Кандида. О да, донья Ирене, папа сопровождал нас — и он был первым джентльменом!
Битой (все еще голосом десятилетнего мальчика, возбужденно показывая на дверь). Вот он идет! Он идет!
Кандида (резко поворачивается). А, наконец-то, папа! (Повышает голос.) Дон Мигель, а вот и папа! Вот и папа, донья Упенг!
Паула (тоже в радостном возбуждении). А вот и папа, дон Альваро! Донья Ирене, вот и папа!
Сестры показывают в центр сцены, когда говорят «Вот и папа!».
Кандида. Тише! Пожалуйста, тише! Папа хочет что-то сказать!
Стоят рядом, глядя в зал, руки сложены на груди, фигуры напряжены, словно они внимают отцу. Потом бьют в ладоши и кричат в радостном воодушевлении: «О папа, папа!»

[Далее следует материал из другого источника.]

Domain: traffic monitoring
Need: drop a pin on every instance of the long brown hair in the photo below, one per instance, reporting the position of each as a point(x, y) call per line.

Остаются в той же позе. Перед ними висит Портрет, и, когда они замечают его, выражение восторга сходит с их лиц, обе склоняются, бессильно уронив руки. Игра кончена, кончилось колдовство. Они стоят молча, угрюмо глядя вверх, — две жалкие старые девы в жалком старом доме.
Битой наблюдает за ними из глубины сцены. Потом, поняв, куда они смотрят, тоже поднимает глаза и впервые видит Портрет. Не отрывая от него взгляда, подходит к сестрам и становится позади, между ними.
Битой. Это он?
Кандида (с чувством). Да.
Битой. Когда ваш отец написал его?
Паула. С год назад.
Битой (молча вглядывается). Странная, очень странная картина.
Кандида. Ты знаешь, как он называет его?
Битой. Да.
Кандида. Retrato del artista сото Filipino.
Битой. Да, я знаю. «Портрет художника-филиппинца». Но почему, почему? Ландшафт не филиппинский… Что ваш отец хотел этим сказать? (Протягивает руку к портрету.) Юноша несет на спине старика… а за ними горящий город…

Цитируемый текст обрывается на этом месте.